Gate Check Items (Five Gates):
| Gate | Priority | Check Content | Failed Action |
|---|---|---|---|
| First Gate | P0 Hard Block | Hard requirement check: word count, format, prohibitions, must-includes | Force correction, re-pass gate |
| Second Gate | P0 Hard Block | Factual accuracy: code logic, data citation, filename/path | Uncertain mark "待验证" |
| Third Gate | P1 High Priority | AI traces: clichés, moral summaries, sudden sublimation | Force deletion |
| Fourth Gate | P1 High Priority | Structural integrity: logical closed-loop, mandatory steps not missed | Fill complete |
| Fifth Gate | P2 Optimization Suggestion | Delivery cleanliness: remove comments, review notes, extra marks | Cleanse |
Running Steps:
- Task complete, ready to deliver.
- Agent internally calls
delivery_gate. - Scan gate by gate, record pass/not pass.
- All pass → output final result.
- Any item not pass → automatic correction → re-pass gate → until all pass then output.
- When the Agent delivers, you check: are there still AI clichés?

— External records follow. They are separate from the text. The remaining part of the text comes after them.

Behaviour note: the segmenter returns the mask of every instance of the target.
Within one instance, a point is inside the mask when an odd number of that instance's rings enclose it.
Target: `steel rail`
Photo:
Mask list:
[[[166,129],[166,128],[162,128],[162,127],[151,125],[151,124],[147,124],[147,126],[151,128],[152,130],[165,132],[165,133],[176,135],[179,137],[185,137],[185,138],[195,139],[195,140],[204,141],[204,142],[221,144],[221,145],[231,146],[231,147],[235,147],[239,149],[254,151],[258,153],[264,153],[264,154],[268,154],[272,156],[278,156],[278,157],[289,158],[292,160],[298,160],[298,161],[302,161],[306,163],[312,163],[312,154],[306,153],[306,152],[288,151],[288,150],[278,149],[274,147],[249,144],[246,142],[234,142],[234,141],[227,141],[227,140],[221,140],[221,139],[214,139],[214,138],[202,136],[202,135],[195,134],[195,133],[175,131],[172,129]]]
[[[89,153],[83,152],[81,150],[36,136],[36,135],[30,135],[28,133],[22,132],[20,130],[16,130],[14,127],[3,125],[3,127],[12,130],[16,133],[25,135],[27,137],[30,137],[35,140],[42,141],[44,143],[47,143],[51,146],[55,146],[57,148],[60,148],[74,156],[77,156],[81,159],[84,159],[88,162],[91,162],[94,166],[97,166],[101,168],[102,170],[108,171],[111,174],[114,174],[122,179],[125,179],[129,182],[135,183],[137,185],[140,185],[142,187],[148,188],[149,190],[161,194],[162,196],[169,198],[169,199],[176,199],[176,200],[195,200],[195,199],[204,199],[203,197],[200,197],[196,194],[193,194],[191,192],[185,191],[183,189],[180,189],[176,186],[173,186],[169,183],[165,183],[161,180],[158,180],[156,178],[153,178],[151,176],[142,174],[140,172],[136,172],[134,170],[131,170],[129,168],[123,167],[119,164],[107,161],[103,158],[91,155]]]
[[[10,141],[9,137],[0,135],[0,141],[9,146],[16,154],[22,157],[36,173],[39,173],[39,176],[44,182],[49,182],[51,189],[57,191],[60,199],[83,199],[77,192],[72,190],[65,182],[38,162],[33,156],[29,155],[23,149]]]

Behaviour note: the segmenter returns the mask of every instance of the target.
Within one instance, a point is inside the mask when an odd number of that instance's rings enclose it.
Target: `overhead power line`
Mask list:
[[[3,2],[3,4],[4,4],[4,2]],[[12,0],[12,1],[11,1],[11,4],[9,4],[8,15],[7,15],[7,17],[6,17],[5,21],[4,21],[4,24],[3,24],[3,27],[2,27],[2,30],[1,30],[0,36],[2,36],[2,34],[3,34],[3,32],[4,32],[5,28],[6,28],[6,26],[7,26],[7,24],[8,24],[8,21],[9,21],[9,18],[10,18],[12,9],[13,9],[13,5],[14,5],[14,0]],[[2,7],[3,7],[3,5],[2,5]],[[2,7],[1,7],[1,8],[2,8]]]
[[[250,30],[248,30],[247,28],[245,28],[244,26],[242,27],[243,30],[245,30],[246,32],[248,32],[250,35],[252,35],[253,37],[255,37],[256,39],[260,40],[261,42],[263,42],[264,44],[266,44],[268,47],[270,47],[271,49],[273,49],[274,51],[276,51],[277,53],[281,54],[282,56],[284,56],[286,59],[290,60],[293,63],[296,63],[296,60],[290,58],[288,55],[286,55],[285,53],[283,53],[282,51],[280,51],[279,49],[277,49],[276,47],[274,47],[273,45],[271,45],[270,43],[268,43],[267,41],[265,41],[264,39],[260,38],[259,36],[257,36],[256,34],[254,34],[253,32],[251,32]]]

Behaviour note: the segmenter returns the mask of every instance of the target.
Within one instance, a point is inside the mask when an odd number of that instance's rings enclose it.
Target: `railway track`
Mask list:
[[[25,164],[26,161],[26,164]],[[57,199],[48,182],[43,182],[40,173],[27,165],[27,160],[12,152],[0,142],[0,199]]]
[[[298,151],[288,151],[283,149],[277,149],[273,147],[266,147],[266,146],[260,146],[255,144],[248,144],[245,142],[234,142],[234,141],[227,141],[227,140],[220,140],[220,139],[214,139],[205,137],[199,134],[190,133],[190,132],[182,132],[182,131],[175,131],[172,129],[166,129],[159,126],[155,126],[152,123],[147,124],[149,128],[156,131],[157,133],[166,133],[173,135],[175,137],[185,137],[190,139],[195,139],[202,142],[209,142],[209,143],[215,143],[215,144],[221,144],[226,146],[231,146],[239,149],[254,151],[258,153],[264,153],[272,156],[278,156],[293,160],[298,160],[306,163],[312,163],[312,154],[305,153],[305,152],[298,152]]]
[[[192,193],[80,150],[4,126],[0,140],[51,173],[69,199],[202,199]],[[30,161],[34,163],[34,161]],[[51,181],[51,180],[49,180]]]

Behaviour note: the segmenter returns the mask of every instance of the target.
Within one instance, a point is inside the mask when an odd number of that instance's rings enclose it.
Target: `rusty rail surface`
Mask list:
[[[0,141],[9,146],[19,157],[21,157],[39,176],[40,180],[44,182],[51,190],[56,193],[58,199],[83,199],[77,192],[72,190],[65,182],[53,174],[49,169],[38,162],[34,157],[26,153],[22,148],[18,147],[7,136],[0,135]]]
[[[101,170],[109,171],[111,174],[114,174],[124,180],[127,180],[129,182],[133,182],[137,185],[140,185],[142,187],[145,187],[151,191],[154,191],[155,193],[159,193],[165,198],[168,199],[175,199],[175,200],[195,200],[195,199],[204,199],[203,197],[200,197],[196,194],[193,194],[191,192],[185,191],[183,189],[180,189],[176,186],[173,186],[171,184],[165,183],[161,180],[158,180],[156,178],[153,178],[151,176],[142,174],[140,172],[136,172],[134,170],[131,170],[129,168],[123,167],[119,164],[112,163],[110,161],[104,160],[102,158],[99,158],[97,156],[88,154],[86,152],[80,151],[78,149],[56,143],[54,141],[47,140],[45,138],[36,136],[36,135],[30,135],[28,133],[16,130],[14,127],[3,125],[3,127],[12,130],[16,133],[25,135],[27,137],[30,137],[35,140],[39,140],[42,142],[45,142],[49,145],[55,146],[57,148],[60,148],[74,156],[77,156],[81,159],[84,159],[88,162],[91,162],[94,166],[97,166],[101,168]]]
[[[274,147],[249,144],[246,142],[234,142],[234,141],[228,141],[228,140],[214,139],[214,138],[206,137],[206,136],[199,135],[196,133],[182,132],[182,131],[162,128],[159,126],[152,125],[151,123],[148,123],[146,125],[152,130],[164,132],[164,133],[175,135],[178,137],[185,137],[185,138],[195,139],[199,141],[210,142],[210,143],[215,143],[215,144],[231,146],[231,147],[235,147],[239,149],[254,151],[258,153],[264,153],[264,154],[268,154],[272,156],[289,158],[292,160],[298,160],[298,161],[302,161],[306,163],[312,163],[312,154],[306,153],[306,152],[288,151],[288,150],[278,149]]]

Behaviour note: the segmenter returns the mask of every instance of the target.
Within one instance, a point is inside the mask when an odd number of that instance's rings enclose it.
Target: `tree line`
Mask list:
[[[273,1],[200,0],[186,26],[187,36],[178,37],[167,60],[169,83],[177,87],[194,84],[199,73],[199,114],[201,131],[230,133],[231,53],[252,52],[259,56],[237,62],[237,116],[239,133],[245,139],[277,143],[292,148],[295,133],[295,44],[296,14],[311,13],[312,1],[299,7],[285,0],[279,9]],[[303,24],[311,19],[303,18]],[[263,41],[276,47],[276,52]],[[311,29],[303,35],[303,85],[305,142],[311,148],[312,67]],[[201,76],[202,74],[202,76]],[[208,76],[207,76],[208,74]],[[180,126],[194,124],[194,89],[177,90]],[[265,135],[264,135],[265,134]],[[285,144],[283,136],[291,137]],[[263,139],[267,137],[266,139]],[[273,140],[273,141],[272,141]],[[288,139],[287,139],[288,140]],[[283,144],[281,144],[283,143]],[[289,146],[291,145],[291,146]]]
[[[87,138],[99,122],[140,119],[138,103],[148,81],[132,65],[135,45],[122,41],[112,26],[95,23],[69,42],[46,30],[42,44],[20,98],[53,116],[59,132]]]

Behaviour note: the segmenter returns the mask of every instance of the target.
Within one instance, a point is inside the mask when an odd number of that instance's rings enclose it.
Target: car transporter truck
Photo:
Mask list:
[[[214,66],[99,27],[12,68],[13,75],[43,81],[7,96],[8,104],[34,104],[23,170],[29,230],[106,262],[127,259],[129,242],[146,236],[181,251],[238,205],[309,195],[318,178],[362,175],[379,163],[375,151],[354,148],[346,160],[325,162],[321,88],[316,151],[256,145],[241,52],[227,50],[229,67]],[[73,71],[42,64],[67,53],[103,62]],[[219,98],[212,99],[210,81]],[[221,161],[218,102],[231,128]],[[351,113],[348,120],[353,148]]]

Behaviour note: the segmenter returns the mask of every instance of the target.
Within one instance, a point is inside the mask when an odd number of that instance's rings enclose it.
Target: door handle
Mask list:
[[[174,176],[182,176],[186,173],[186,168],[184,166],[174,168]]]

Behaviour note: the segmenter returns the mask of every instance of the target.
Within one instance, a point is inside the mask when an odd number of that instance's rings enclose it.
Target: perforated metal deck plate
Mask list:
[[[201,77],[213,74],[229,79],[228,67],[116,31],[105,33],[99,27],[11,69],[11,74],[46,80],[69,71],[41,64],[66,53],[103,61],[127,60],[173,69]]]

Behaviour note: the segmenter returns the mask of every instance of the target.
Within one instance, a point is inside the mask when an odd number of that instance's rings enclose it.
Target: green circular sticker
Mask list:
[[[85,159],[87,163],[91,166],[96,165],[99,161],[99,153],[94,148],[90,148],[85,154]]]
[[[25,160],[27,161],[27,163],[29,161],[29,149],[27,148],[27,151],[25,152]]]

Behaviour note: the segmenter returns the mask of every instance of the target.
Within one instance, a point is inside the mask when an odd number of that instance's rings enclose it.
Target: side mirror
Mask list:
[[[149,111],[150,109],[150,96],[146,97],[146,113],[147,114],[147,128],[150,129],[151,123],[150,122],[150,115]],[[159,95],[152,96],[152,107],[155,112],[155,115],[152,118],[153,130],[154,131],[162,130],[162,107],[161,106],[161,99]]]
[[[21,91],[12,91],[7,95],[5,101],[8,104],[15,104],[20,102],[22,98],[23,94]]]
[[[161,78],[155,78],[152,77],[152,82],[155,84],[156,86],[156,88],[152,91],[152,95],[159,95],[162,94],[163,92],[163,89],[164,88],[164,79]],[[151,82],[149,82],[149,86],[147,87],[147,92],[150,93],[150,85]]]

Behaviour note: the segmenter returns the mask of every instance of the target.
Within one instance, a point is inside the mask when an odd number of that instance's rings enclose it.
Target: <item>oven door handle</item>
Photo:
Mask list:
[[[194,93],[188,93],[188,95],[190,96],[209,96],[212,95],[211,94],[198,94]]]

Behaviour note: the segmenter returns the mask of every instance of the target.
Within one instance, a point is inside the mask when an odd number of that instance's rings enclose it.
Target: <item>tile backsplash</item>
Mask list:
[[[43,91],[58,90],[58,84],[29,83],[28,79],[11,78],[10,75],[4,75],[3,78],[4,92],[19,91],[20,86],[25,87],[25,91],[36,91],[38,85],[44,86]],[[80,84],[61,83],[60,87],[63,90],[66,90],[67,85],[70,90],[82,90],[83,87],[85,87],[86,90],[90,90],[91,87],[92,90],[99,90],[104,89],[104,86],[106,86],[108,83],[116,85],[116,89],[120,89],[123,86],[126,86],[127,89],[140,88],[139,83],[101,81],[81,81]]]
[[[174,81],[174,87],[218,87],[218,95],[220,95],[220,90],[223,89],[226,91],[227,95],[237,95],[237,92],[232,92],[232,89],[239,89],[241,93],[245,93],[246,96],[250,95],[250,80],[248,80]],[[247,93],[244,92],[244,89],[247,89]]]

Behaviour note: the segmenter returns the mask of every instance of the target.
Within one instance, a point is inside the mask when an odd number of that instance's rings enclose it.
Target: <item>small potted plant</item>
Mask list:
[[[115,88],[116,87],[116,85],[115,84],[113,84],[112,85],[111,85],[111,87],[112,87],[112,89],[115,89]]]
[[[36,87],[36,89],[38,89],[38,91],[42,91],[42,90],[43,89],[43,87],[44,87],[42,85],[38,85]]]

Are there still extra comments? Is format completely meeting requirements?
- Before agent delivery, does it show in reasoning or intermediate output that it's checking (e.g., "Self-checking: P0 hard block passed, P1 AI trace found one spot, deleted").
Self-monitoring's goal: letting deliverables you receive already be "clean," you only need to confirm, no longer need to be quality inspector.
The four concepts are not independent components but four phases of a system's operation:
- Before task startup: Feedforward injects signals, marking pitfalls in advance.
- During task execution: Hierarchical decomposition ensures info flow clean—upper layer gives direction, lower layer gives execution.
- When user feedback: Integral control decides whether to elevate feedback to long-term rules.
- Before task delivery: Self-monitoring acts as final feedback loop, intercepting unqualified outputs.
And in periodic retrospectives, the Agent uses these four as standards to audit all memory and skills, completing self-evolution. This constitutes the complete system architecture panorama that the next chapter will unfold.
Next chapter, we will map these four concepts to the Agent's specific memory and skill structures, showing the complete system architecture design and data flow between layers.